The class was quite overwhelming in the same way that drinking from a fire hose is overwhelming.
What follows below are my notes from the class. I will continue to add to this page as I discover more things that I learned (see fire hose).
Terminology
We are going to have a hard time with terminology. FHIR and DS use a lot of the same terms. They just don't have the same meaning. For example, I use submit and retrieve as simple verbs. In REST they would be POST vs GET. In XDS they would be PnR or Register and Query or Retrieve. FHIR does not distinguish between what we think of as metadata vs documents. It is all content to them. FHIR is considered a future replacement for V2 and V3 and CDA so what is message and what is document is a question that has a new style of answer.
REST vs Transactions
FHIR has transactions and it has REST. Here I mean REST in the form of direct addressing of individual objects like DocumentEntry and SubmissionSet (XDS terms).
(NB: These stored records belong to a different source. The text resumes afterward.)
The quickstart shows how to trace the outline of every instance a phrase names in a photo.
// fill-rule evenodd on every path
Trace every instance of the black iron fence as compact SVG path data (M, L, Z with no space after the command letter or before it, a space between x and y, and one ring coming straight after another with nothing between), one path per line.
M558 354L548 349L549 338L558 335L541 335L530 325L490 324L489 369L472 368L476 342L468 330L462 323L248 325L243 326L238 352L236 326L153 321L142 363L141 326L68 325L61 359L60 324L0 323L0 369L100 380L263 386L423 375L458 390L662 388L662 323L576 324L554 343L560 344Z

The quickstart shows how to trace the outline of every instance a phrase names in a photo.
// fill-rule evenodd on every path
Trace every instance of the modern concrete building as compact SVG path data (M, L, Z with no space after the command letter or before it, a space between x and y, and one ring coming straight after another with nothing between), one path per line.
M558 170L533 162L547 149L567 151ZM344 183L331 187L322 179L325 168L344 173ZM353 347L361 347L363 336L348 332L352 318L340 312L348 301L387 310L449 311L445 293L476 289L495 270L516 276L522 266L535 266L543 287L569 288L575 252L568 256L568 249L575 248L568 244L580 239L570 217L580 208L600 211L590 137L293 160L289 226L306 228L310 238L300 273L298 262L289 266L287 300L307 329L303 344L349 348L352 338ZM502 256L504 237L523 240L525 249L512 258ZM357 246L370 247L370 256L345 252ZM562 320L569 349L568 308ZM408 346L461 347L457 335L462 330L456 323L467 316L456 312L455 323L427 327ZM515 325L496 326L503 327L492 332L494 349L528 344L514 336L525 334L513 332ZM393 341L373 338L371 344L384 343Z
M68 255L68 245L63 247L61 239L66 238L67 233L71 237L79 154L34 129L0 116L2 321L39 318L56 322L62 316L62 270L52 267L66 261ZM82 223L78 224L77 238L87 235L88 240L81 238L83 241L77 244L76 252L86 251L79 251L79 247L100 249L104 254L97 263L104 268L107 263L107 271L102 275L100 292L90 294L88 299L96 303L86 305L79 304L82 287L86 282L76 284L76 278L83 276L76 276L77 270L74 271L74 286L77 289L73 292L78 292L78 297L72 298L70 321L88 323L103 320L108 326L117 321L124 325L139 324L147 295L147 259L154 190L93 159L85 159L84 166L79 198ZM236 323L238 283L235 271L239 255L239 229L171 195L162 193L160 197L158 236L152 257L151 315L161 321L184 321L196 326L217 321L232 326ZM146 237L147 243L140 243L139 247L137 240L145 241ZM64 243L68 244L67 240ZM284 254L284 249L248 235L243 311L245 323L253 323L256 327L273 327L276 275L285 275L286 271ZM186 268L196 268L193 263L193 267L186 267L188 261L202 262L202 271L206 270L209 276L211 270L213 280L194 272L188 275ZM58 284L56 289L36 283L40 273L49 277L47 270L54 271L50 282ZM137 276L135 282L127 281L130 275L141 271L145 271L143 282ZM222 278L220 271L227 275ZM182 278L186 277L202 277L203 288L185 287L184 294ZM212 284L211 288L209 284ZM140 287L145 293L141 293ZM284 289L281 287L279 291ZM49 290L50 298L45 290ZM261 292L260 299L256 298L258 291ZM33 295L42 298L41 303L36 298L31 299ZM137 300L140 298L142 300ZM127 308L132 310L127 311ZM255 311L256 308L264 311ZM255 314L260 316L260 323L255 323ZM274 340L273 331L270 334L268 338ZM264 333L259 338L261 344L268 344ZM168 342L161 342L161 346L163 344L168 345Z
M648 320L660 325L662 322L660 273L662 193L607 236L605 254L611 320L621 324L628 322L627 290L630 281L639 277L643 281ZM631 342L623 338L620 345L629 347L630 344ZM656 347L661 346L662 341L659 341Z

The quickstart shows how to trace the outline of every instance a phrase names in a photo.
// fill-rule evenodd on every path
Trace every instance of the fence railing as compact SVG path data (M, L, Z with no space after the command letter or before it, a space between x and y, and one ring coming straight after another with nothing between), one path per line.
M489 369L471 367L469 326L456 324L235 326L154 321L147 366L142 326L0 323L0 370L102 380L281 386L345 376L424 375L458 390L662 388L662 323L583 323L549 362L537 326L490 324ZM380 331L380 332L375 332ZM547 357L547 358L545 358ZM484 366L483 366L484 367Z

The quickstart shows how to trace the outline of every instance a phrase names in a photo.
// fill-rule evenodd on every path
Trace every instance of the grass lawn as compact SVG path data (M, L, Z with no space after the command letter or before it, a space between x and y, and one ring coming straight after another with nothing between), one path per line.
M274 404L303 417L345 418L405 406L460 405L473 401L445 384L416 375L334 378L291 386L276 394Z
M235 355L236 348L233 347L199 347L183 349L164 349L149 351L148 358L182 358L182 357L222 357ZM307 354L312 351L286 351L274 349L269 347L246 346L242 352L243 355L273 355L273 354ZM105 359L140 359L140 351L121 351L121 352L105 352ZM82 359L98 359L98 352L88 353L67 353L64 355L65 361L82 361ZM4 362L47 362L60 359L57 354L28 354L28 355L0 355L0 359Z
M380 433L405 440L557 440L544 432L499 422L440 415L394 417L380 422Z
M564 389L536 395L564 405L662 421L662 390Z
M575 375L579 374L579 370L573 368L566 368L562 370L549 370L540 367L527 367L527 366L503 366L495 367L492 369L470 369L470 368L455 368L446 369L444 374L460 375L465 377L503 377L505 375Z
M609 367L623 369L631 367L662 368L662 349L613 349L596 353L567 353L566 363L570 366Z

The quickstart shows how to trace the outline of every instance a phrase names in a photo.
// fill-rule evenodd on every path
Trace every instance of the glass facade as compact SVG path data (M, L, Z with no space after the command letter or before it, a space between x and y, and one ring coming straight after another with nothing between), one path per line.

On the direct addressing side, one can submit a single object, say DocumentReference, assigning it a permanent ID or allowing the server to assign the ID. To submit allowing the server to assign the ID you would POST the single DocumentReference object to
http://server.com/xds/DocumentReference
where
http://server.com/xds
defines the server and service supporting FHIR (yes, I made them up). The FHIR server would reply giving status (HTTP status) and giving you the permanent address of the object in a HTTP header:
Location: http://server.com/xds/DocumentReference/1002/_history/1
where 1002 is the assigned ID (server controlled) and the _history/1 indicates that this is the first version of this object. The object can be retrieved with a GET to
http://server.com/xds/DocumentReference/1002
which will return the most recent version.
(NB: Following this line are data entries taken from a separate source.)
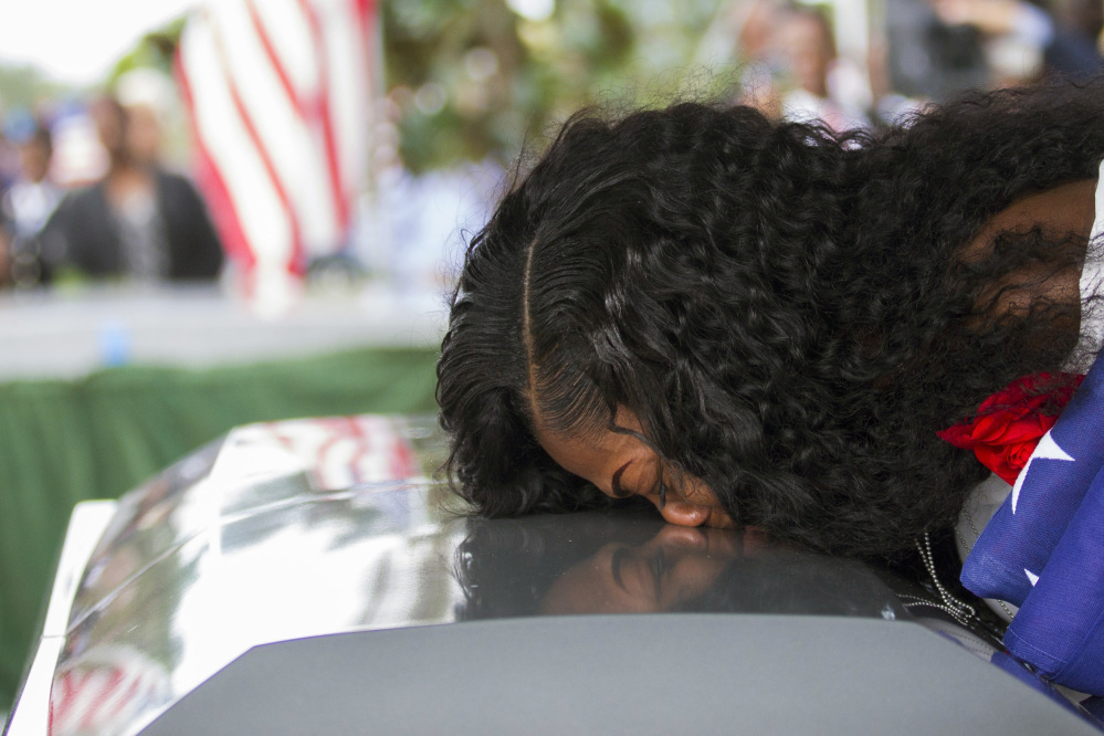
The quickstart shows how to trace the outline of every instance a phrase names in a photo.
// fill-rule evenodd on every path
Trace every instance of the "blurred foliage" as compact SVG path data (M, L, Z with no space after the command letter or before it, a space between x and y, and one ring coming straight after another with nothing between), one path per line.
M515 0L517 8L539 6ZM591 103L646 104L687 80L723 0L557 0L545 19L505 0L382 3L383 55L399 154L413 171L487 156ZM532 15L532 13L530 13Z
M43 99L55 98L64 90L35 66L0 65L0 113L17 107L35 109Z
M120 76L136 69L151 66L166 74L171 74L172 57L176 54L180 33L183 31L187 20L186 13L143 35L134 49L115 62L112 71L107 74L104 86L113 86Z

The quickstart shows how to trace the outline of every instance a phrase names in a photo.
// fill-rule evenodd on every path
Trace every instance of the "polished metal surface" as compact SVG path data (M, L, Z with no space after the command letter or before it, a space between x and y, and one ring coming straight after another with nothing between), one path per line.
M430 480L443 453L432 418L255 424L125 496L73 596L50 733L137 734L251 648L322 634L651 612L925 620L923 591L754 532L650 509L465 517Z

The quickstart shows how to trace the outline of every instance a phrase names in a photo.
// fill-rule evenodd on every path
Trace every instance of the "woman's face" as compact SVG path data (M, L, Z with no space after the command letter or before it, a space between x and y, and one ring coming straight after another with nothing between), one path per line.
M641 433L633 412L620 408L614 423ZM655 504L663 518L680 526L735 526L716 495L697 477L673 469L632 434L599 430L572 434L550 430L539 418L536 439L560 467L589 481L614 498L643 496ZM661 493L661 483L665 493Z

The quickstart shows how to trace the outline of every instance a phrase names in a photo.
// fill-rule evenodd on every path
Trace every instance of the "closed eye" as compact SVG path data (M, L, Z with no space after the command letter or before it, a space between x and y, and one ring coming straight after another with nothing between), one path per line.
M610 480L610 490L613 492L614 498L628 498L632 495L632 491L625 491L621 486L621 474L624 473L624 469L631 464L632 461L630 460L624 465L621 465L621 467L613 471L613 477Z

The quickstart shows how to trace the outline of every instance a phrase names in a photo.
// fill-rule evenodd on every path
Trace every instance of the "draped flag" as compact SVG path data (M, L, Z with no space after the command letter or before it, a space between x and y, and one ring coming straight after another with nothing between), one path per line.
M1097 358L963 567L963 583L1020 607L1009 652L1104 695L1104 358Z
M376 24L374 0L209 0L181 34L197 181L262 312L286 308L309 260L346 244Z

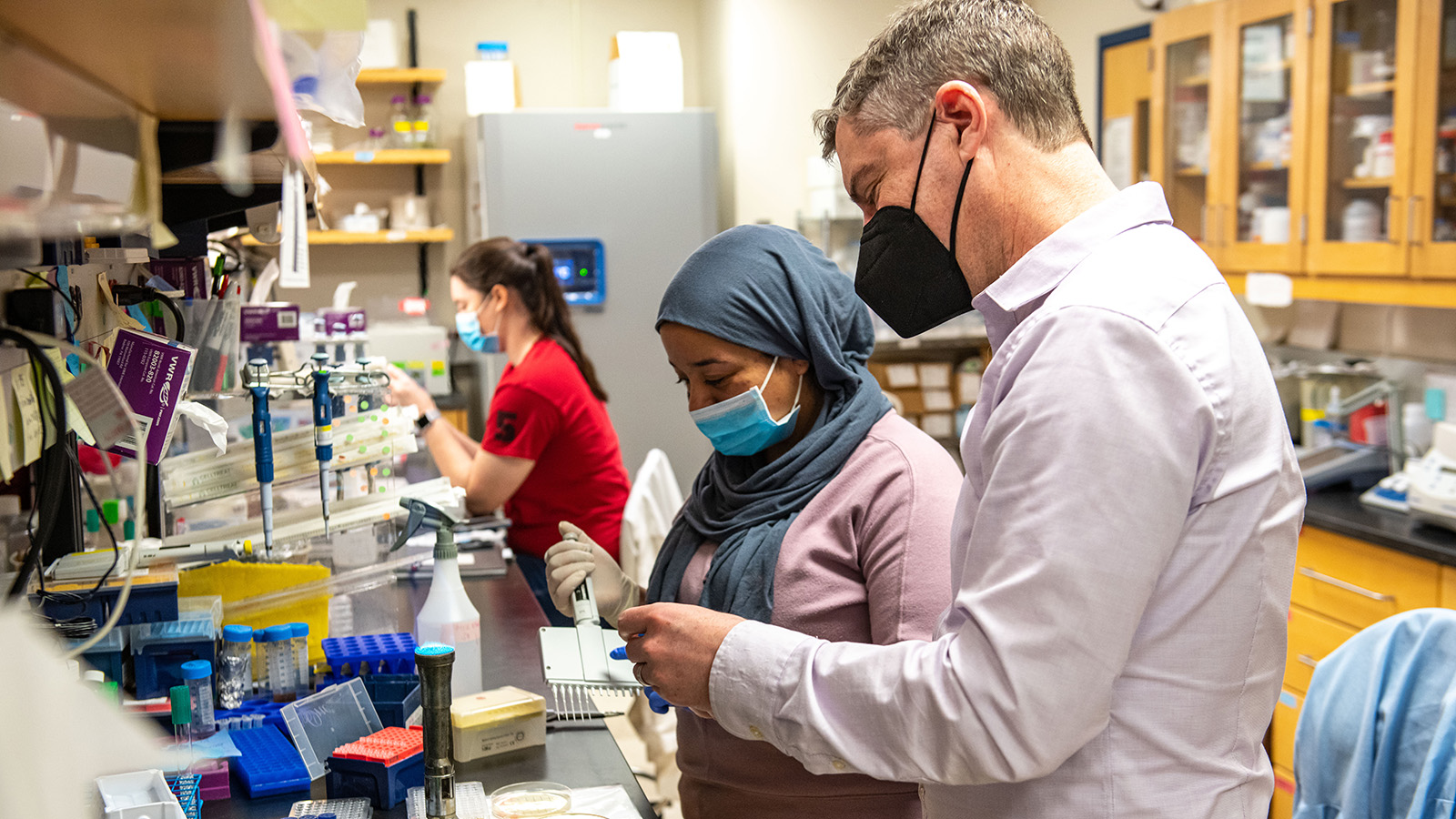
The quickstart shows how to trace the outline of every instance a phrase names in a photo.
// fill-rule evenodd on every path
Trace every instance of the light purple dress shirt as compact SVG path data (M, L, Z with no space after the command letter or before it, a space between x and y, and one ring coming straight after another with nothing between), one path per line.
M815 772L923 781L929 818L1264 816L1305 491L1254 331L1156 184L976 306L994 356L936 637L740 624L713 714Z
This shows the most simple submit/retrieve operation on what we would call metadata. Beware, FHIR has another definition of metadata and it has nothing in common with what DS calls metadata. More on that later.
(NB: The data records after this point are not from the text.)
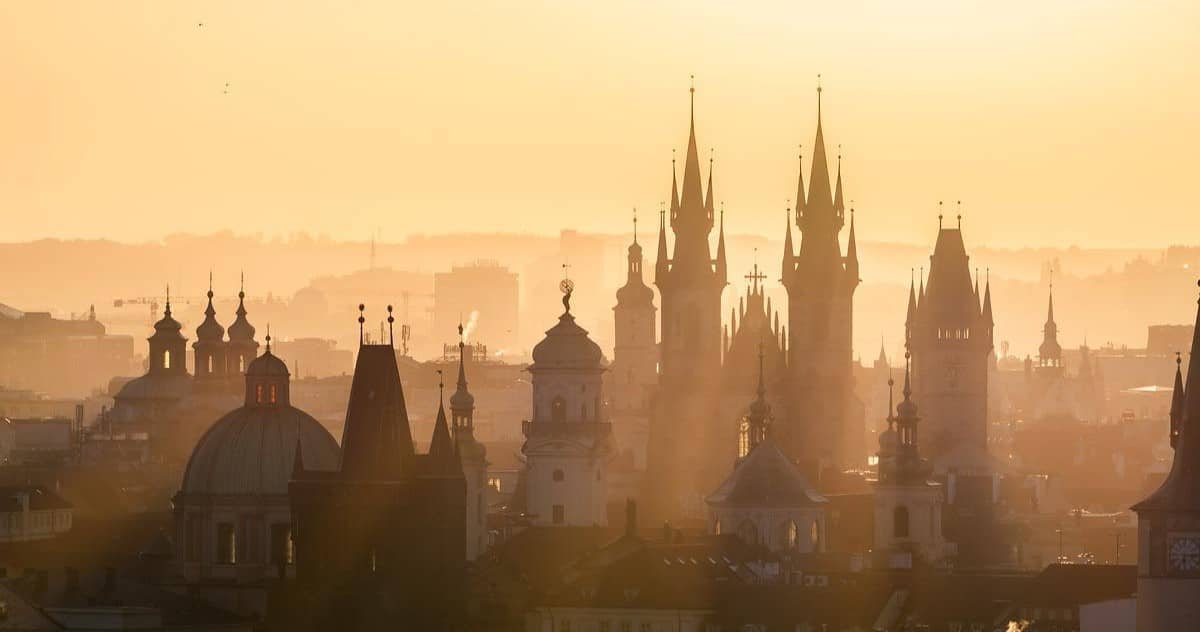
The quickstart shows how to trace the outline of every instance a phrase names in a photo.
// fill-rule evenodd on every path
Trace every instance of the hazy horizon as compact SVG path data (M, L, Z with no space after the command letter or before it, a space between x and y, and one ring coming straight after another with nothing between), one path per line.
M690 74L727 229L781 239L817 73L862 240L1200 233L1194 4L702 5L6 4L5 240L628 230Z

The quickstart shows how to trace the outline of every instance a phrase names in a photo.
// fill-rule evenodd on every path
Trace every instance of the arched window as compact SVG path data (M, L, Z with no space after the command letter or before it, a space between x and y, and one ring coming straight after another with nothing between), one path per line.
M900 505L892 511L892 535L908 537L908 507Z
M742 524L738 525L738 537L740 537L746 544L757 544L758 525L751 520L742 520Z

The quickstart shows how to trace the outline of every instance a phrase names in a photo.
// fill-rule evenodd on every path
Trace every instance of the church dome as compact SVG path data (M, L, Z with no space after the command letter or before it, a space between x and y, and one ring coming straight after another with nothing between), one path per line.
M575 324L575 317L564 312L558 324L546 331L546 337L533 348L529 368L600 368L604 353L592 342L588 331Z
M239 408L200 438L181 493L287 495L298 440L305 469L337 469L337 441L307 413L289 405Z
M269 338L268 338L269 339ZM247 378L268 378L268 377L286 377L290 375L288 373L288 366L280 357L271 353L271 348L266 348L266 353L256 357L248 367L246 367Z

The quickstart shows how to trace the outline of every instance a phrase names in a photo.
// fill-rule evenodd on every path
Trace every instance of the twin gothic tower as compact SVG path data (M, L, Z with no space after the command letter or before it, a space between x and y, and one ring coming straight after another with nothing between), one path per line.
M817 89L814 159L804 187L799 176L796 227L788 215L782 257L787 289L786 335L780 338L786 365L773 404L784 452L810 473L851 465L865 455L863 407L853 395L852 303L858 287L853 215L846 253L840 233L846 224L841 169L830 186ZM666 516L702 511L703 496L720 482L734 458L733 421L722 410L721 294L728 283L724 210L715 211L713 169L702 179L696 143L695 89L682 186L672 169L670 215L659 223L654 284L661 295L659 385L650 410L648 481L652 505ZM851 211L853 213L853 211ZM668 248L667 225L673 236ZM712 233L716 228L715 255ZM761 278L757 272L754 275ZM619 338L619 337L618 337ZM618 347L622 344L618 339ZM724 367L728 368L728 367ZM744 401L739 402L744 404ZM713 467L714 463L716 467Z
The simple submit/retrieve has been done via REST. No transaction was involved. Transactions, like in the traditional database use of the term, implies that multiple object are involved and the operation is performed all or none. I have to layout a lot more detail before I can comment on transactions. This was just a teaser.
Bundles
Bundles are used everywhere in FHIR. In some ways bundles in FHIR are like multi-part in SOAP. They allow a collection of things to be included. Bundles, like everything else, are coded in XML or JSON or RDF (RDF is a format on the near horizon - not in the current documentation).
Bundles are used differently in submission and retrieve. Raw bundles are use in retrieve response since there is no obvious connection between the individual objects returned. In submit, there is structure that must be coded in the same way that in our Provide and Register transaction there is a DocumentEntry that is linked to an attached Document through the rules of MTOM.